The woman needs to apportion her attention between husband and child, recognizing the importance of her role as wife and sexual partner. She can be more aware that her sexual interest may diminish, especially if she is breastfeeding. As one woman said, "I felt that my body belonged to my baby."
But she can discuss her husband's sexual needs with him and both recognize the issues before them. At those times, the wife may feel that the husband's sexual needs as one more demand on her fatigued condition. And then, he cannot stand to be rejected by her.
Both husband and wife are at their most vulnerable to feeling rejected, hurt, and unappreciated for their heroic efforts. Ultimately both parents need to appreciate that restoring their life as a couple vital to the child as well as to the marriage. Needless to say the same issues come up at the birth of each child and become acute if the children are close in age.
How people resolve these conflicts depends very much on whether they have built a marriage structure that can hold against the onslaught of the baby and be enlarged to include the child.

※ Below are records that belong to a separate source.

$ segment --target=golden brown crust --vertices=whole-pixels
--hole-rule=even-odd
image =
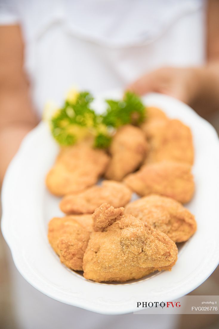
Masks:
[[[109,160],[104,151],[85,143],[65,148],[47,174],[46,185],[58,196],[82,191],[96,183]]]
[[[191,200],[194,190],[191,169],[187,164],[163,161],[143,166],[124,181],[140,195],[155,193],[186,203]]]
[[[130,202],[125,213],[130,214],[167,235],[174,242],[188,240],[196,230],[194,215],[171,198],[152,194]]]
[[[103,181],[101,186],[89,188],[79,193],[67,194],[60,203],[65,214],[92,214],[107,202],[116,208],[125,206],[131,197],[131,190],[122,183]]]
[[[82,270],[84,254],[92,229],[91,215],[53,218],[49,223],[48,239],[66,266]]]
[[[108,214],[109,209],[105,212],[107,222],[113,213],[111,209]],[[100,213],[104,217],[104,210]],[[84,277],[97,282],[122,282],[171,270],[177,259],[174,242],[131,215],[121,215],[119,212],[116,221],[104,231],[91,234],[83,260]],[[115,212],[114,215],[113,221]]]
[[[147,129],[150,149],[145,163],[166,160],[193,164],[192,137],[188,127],[179,120],[159,119]]]
[[[92,215],[94,230],[101,232],[105,230],[123,215],[124,210],[122,207],[115,208],[107,203],[101,205]]]
[[[143,161],[148,145],[139,128],[127,125],[118,129],[110,148],[112,157],[105,177],[121,181],[126,175],[138,168]]]

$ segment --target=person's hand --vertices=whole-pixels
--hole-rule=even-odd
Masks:
[[[151,92],[160,92],[190,104],[199,91],[198,70],[193,68],[162,68],[143,75],[127,89],[141,95]]]

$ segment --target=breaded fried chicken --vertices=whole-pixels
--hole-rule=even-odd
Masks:
[[[186,203],[194,192],[191,169],[187,164],[163,161],[143,166],[136,172],[128,175],[124,181],[140,195],[155,193]]]
[[[60,203],[65,214],[92,214],[105,202],[115,208],[125,206],[131,197],[132,191],[124,184],[115,181],[103,181],[77,193],[67,194]]]
[[[121,180],[139,167],[148,148],[144,134],[140,128],[130,125],[119,128],[110,147],[112,157],[105,174],[106,177]]]
[[[186,241],[196,229],[194,216],[171,198],[156,194],[145,196],[128,204],[125,213],[165,233],[174,242]]]
[[[191,130],[179,120],[154,121],[147,135],[150,148],[146,163],[166,160],[193,164],[194,150]]]
[[[103,151],[85,143],[66,147],[48,173],[46,186],[51,193],[58,196],[82,191],[96,183],[108,161]]]
[[[61,262],[71,269],[82,270],[92,221],[91,215],[81,215],[55,217],[49,223],[49,242]]]
[[[157,270],[170,270],[176,263],[178,250],[173,241],[122,211],[105,204],[95,212],[94,226],[98,231],[91,234],[84,256],[86,278],[122,282]]]

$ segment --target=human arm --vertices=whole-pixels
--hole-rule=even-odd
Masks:
[[[163,67],[144,75],[127,89],[140,95],[161,92],[190,105],[203,116],[219,109],[219,2],[207,8],[206,64],[186,68]]]
[[[25,135],[36,125],[23,69],[18,25],[0,27],[0,181]]]

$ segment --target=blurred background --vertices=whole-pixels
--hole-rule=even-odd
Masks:
[[[119,88],[169,95],[219,133],[219,17],[218,0],[0,0],[0,180],[45,102],[59,104],[73,85],[94,93]],[[0,329],[54,328],[47,314],[54,307],[58,319],[57,310],[70,307],[47,298],[44,308],[41,293],[25,286],[1,233],[0,269]],[[191,293],[219,295],[218,268]],[[88,311],[85,328],[80,310],[72,309],[72,328],[109,328],[103,316],[96,317],[102,320],[97,325]],[[45,316],[42,326],[38,312],[41,323]],[[23,315],[25,328],[18,319]],[[159,316],[141,316],[143,327],[134,316],[139,328],[147,327],[149,318],[150,328],[168,328]],[[119,318],[111,318],[115,324]],[[130,327],[126,321],[120,329]],[[219,328],[218,316],[179,316],[175,323],[174,329]]]

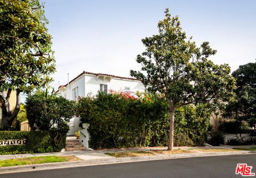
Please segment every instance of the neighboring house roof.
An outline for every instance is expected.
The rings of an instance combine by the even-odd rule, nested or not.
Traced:
[[[90,74],[90,75],[96,75],[96,76],[99,76],[99,75],[109,76],[109,77],[111,77],[113,78],[118,78],[118,79],[126,79],[126,80],[140,81],[140,80],[138,80],[136,78],[130,78],[130,77],[124,77],[117,76],[117,75],[115,75],[107,74],[106,74],[106,73],[93,73],[93,72],[83,71],[81,74],[79,74],[78,75],[77,75],[77,77],[74,78],[73,79],[70,80],[70,81],[69,82],[69,83],[70,84],[70,83],[72,83],[76,79],[78,78],[79,77],[83,75],[83,74]],[[66,87],[67,85],[68,85],[68,83],[67,83],[66,84],[64,84],[64,85],[61,85],[61,86],[60,86],[58,87],[58,89],[59,89],[61,87]]]

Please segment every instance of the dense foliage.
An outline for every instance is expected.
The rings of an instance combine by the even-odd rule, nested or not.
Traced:
[[[54,124],[68,121],[75,115],[75,102],[38,90],[28,96],[27,117],[32,130],[49,130]]]
[[[90,124],[89,145],[94,148],[166,146],[170,113],[161,95],[99,92],[81,98],[77,104],[82,123]],[[210,112],[204,106],[177,110],[174,137],[177,146],[202,145]]]
[[[23,103],[20,104],[20,111],[17,115],[17,120],[20,123],[27,120],[27,112],[25,105]]]
[[[46,86],[55,70],[43,8],[39,0],[0,0],[0,102],[6,129],[19,112],[20,93]],[[11,111],[14,90],[17,103]]]
[[[149,91],[164,94],[171,114],[168,149],[172,149],[177,108],[229,101],[235,85],[228,64],[219,65],[209,60],[217,52],[209,43],[196,47],[182,31],[179,18],[171,17],[168,9],[165,13],[158,24],[158,34],[142,39],[146,50],[137,58],[141,71],[131,70],[131,75],[141,80]]]
[[[256,63],[239,66],[232,75],[236,79],[236,100],[230,103],[223,116],[256,124]],[[242,125],[241,125],[242,126]]]

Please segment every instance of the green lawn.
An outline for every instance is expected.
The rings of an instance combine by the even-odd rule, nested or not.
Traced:
[[[0,160],[0,167],[81,160],[75,156],[47,156]]]
[[[240,150],[245,150],[245,151],[256,151],[256,148],[233,148],[235,149],[238,149]]]

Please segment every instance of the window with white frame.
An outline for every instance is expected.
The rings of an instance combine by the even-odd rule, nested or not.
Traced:
[[[103,91],[105,94],[108,93],[108,85],[104,84],[100,84],[100,91]]]
[[[124,92],[130,92],[131,90],[130,90],[130,87],[124,87]]]
[[[0,128],[3,128],[3,114],[2,108],[0,107]]]
[[[73,90],[73,100],[75,101],[77,100],[77,97],[78,96],[78,87],[74,88]]]

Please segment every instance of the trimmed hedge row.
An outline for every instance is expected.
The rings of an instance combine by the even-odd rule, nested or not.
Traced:
[[[53,131],[0,131],[0,140],[26,139],[23,145],[0,146],[0,155],[60,151],[66,145],[66,137],[56,146]]]
[[[126,94],[104,94],[79,100],[77,112],[82,123],[90,124],[89,145],[98,149],[166,146],[170,112],[161,96],[145,94],[135,99]],[[202,145],[211,112],[204,106],[177,109],[174,145]]]

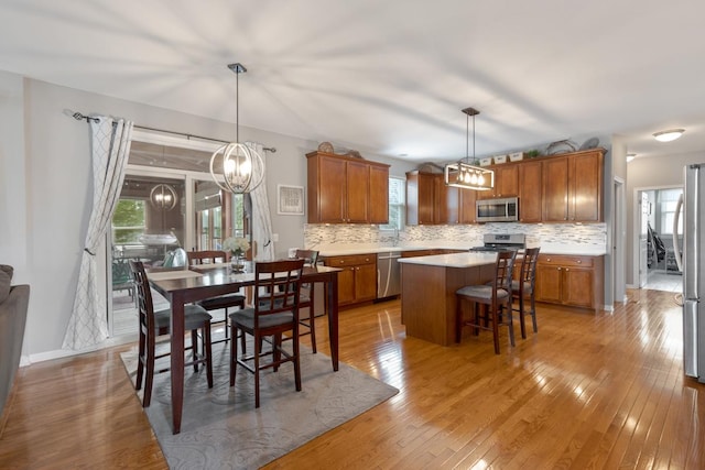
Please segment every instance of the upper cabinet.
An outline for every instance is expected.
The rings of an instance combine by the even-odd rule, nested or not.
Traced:
[[[491,170],[495,172],[495,187],[478,192],[478,199],[519,195],[519,166],[517,164],[502,163],[491,166]]]
[[[543,160],[544,222],[603,220],[604,152],[594,149]]]
[[[389,221],[389,165],[324,152],[306,159],[308,223]]]
[[[604,149],[492,165],[491,190],[446,186],[442,174],[406,173],[406,223],[475,223],[476,199],[518,197],[519,221],[603,220]]]
[[[476,190],[447,186],[443,174],[406,173],[406,225],[475,223]]]
[[[538,223],[542,219],[543,165],[541,161],[531,160],[517,164],[519,170],[519,221]]]
[[[406,173],[406,225],[436,223],[437,176],[420,171]]]

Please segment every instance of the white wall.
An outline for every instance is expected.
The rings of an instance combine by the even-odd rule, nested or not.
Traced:
[[[93,188],[90,130],[66,111],[122,117],[137,125],[231,140],[235,124],[95,95],[0,72],[0,263],[32,288],[23,362],[61,351],[70,317]],[[268,195],[278,255],[303,247],[305,216],[278,216],[278,184],[306,186],[307,152],[318,142],[240,128],[242,141],[275,146],[268,155]],[[403,162],[379,155],[369,160]]]
[[[638,237],[636,192],[644,188],[660,188],[683,186],[683,168],[693,163],[705,163],[705,151],[661,155],[652,157],[637,157],[627,170],[627,284],[639,284],[638,265],[634,265],[638,253],[634,253]]]

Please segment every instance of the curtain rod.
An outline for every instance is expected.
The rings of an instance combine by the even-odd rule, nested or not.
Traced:
[[[93,122],[98,122],[99,121],[98,118],[94,118],[94,117],[90,117],[90,116],[82,114],[80,112],[73,112],[72,113],[70,111],[68,111],[68,114],[72,116],[77,121],[83,121],[84,119],[88,123],[90,123],[91,121]],[[187,134],[187,133],[184,133],[184,132],[166,131],[164,129],[148,128],[147,125],[134,124],[133,127],[135,129],[141,129],[141,130],[144,130],[144,131],[154,131],[154,132],[163,132],[163,133],[173,134],[173,135],[183,135],[187,140],[191,140],[193,138],[193,139],[200,139],[200,140],[210,141],[210,142],[224,143],[224,144],[225,143],[229,143],[229,142],[221,141],[221,140],[218,140],[218,139],[204,138],[203,135]],[[271,152],[271,153],[275,153],[276,152],[276,147],[273,147],[273,146],[263,146],[262,150],[264,150],[267,152]]]

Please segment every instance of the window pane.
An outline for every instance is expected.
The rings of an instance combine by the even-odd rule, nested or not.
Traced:
[[[139,243],[145,228],[144,201],[120,199],[112,215],[112,240],[115,244]]]

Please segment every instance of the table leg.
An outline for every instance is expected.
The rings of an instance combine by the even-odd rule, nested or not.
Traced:
[[[328,339],[330,341],[330,360],[333,370],[338,370],[338,273],[333,273],[326,283],[328,291]]]
[[[181,295],[174,294],[171,303],[172,417],[174,434],[178,434],[184,404],[184,300]]]

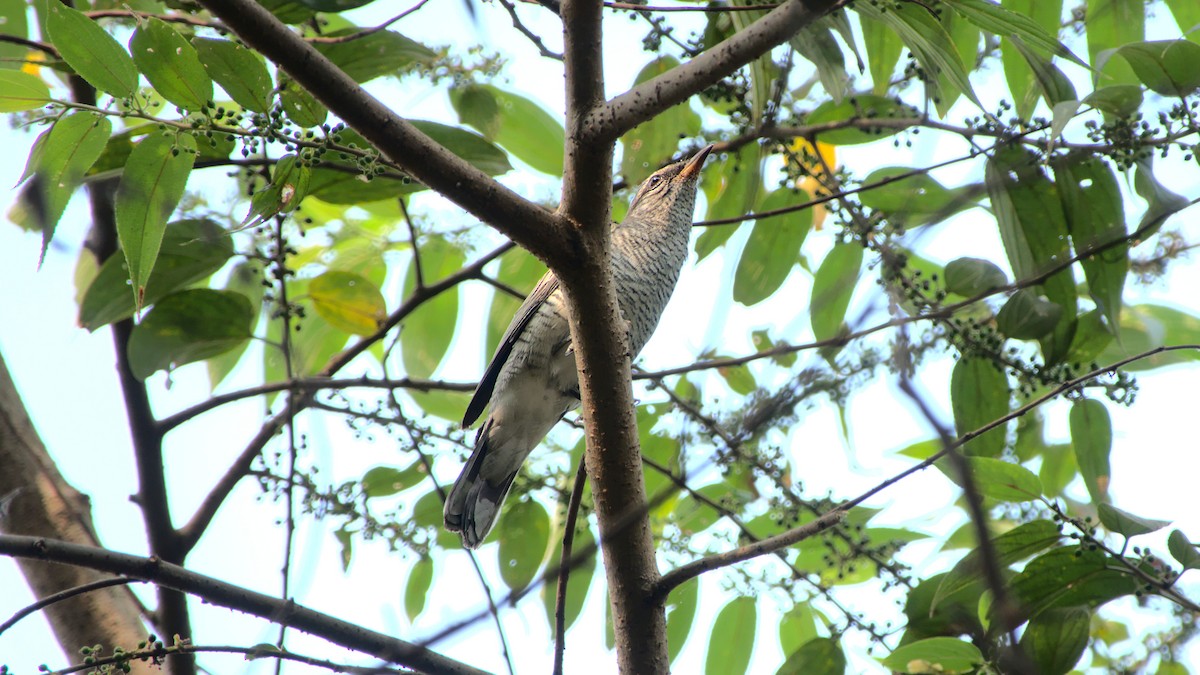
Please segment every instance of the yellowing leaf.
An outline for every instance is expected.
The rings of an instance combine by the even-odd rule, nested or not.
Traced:
[[[787,144],[791,154],[788,162],[796,162],[802,169],[804,178],[796,181],[796,186],[809,195],[826,195],[829,190],[823,185],[822,178],[838,168],[838,147],[817,141],[816,147],[808,138],[793,138]],[[824,204],[817,204],[810,210],[812,214],[812,229],[820,232],[824,223],[828,210]]]
[[[313,279],[308,299],[330,325],[355,335],[371,335],[388,317],[379,287],[353,271],[331,270]]]

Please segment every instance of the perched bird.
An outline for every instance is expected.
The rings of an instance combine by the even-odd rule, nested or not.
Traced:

The woman who before pregnancy had empathy for her husband will usually find it again, recognizing his feelings and the justness of his claims on her. She will want to be responsive to him. Similarly, a man who was sensitive and responsive to his wife will realize that the deprivations are temporary. He will identify with her in a flowering of mutual love for her and pride in the baby.
It is all too easy for the marital relationship to erode when children take center state. The couple's sex life may decline for several years after the birth of a child.
Parents who become entirely absorbed in child rearing have emotionally abandoned each other and the marriage, leaving two hungry people whose adult needs are not being met.
At the other end of the spectrum is the couple who are so absorbed in each other or their individual interests that they emotionally abandon their children.
A good marriage enhances the connection between each parent and the child. Children feel more secure when they are aware of the love between their parents. A marriage involves not only sharing in conception and parenting but also helping each other and the marriage to recover from these transforming events.